In judicial practice, it is increasingly common for a court to find it necessary to apply the law of a State other than the one in which the proceedings are taking place, either because the parties have agreed to do so - usually by including a choice of law clause in a contract - or by applying the so-called "conflict rules", which determine which substantive law the courts of each country have to apply.

However, unlike the law of their own State, which the courts must know and apply by virtue of the principle of iura novit curia, the courts are not obliged to know or apply foreign law, and it is up to the parties to prove it so that the judges can apply it.

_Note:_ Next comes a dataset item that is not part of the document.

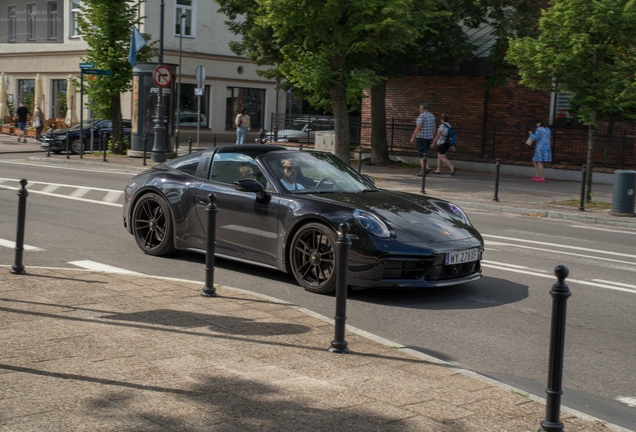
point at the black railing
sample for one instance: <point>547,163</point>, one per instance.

The proof of foreign law is regulated in Spain - in a brief, not to say incomplete manner - in Law 29/2015, of 30 July, on international legal cooperation in civil matters (henceforth, LCJIC) and in the Law of Civil Procedure (henceforth, LEC). These regulations establish that their content and validity must be accredited, aspects to which jurisprudence usually adds interpretation and applicability to the case (for all, STS 17 April 2015).

With regard to the means of proof of foreign law, the LEC and the LCJIC do not establish how it must be accredited. Our jurisprudence has established that the courts are not bound by the evidence and data provided by the parties and must assess the evidence presented to them in accordance with the "rules of healthy criticism", a criterion that is specified in Article 33.4 LCJIC when it states that "no report or opinion, whether national or international, on foreign law shall be binding on the Spanish courts". However, the courts have been admitting, among others, the presentation of reports issued by public authorities (whether from the foreign state in question or the Subdirectorate General of International Legal Cooperation of the Spanish Ministry of Justice) or by experts in the foreign law to be proved (affidavits), means which, in our opinion, continue to be the most appropriate.

Although there is case law that admits the presentation of this evidence in the second instance or even in cassation, the most prudent thing is to provide it together with the complaint or response. Like any other document, if it is written in a language that is not official in the place where the court is located, it must be translated.

The judicial body that hears the proceedings may collaborate in the evidence of foreign law but is not obliged to do so. To this end, the LCJIC establishes a mechanism so that Spanish judicial bodies can process requests for information on foreign law through the Ministry of Justice, and Spain is party to several international bilateral and multilateral agreements that facilitate this work, such as the European Convention on Information on Foreign Law made in London on 7 June 1968.

Finally, it should be noted that the SC has repeatedly stated that if foreign law is not proved, Spanish law will be applied, a thesis criticised by several authors as being contrary to the principle of the imperative nature of conflict rules. The current LCJIC reinforces this criterion in Article 33.3, although it qualifies that such application will take place "exceptionally".